Introduction

This guide is intended to support developers who want to run their own benchmarking programs for SoC FPGA devices and to verify that their development environment is optimally configured. Benchmarking is a complicated topic and the reader is encouraged to learn as much as possible outside of this guide. When running benchmarks, the developer must ensure that the system has been correctly configured to deliver optimum performance, and this is initially done by comparing developer-measured CoreMark results to Altera-measured CoreMark results. The setup should be checked and re-configured until the two sets of results are similar - indicating that the setup is optimal and as configured by Altera. Once this is achieved, the developer can move on to using other benchmarks to measure the system performance. Developers must select benchmarks that most resemble their own project/program/application in order to get an idea of the possible end performance. Additional configuration changes can be beneficial to specific benchmarks, but may simultaneously be detrimental to the results of other benchmarks.

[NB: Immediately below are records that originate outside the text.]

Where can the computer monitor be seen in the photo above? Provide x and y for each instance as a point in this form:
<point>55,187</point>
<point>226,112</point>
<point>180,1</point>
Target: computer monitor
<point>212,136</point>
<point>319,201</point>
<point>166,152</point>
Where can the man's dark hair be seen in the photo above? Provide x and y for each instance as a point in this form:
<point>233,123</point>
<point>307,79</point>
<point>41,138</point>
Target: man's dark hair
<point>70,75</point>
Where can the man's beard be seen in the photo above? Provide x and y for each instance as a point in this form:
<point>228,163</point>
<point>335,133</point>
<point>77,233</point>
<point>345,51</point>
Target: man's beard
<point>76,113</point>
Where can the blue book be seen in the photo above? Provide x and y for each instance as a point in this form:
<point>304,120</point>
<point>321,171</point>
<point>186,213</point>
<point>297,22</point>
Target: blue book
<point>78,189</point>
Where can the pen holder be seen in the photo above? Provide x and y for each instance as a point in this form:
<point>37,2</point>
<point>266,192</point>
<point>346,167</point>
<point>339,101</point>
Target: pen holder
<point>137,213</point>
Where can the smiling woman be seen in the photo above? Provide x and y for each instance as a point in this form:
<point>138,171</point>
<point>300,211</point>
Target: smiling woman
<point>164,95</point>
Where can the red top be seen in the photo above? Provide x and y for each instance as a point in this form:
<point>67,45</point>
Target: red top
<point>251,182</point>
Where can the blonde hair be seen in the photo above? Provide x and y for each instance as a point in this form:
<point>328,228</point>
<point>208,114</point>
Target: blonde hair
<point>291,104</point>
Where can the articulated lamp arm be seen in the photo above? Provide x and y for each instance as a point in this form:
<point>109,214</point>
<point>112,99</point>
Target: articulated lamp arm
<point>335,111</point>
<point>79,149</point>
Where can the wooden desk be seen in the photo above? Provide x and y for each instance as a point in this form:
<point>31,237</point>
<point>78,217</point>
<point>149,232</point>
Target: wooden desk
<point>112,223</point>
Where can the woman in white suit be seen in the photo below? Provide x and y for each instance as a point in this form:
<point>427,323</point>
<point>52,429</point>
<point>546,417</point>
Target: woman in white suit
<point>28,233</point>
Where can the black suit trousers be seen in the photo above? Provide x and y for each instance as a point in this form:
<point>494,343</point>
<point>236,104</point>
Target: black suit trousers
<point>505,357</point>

Toolchains/Optimizations and OS Environment

It's assumed most people using Rocketboards are using the Angstrom Linux distribution from Altera's github, and the compiler that comes with it is the Linaro GCC compiler. In Angstrom it's named "arm-angstrom-linux-gnueabi-gcc" and you can get it using "opkg install gcc". You can use any compiler you wish to run these benchmarks, but this article assumes it's GCC.

The optimizations used at Altera vary from -O0 through -Ofast, and generally -Ofast gives the best performance. With the recent versions of GCC automatically including -mfloat-abi=hard and -mfpu=neon, these are now omitted from the command line and only -mcpu=cortex-a9 is needed. -lrt also gives a speed boost.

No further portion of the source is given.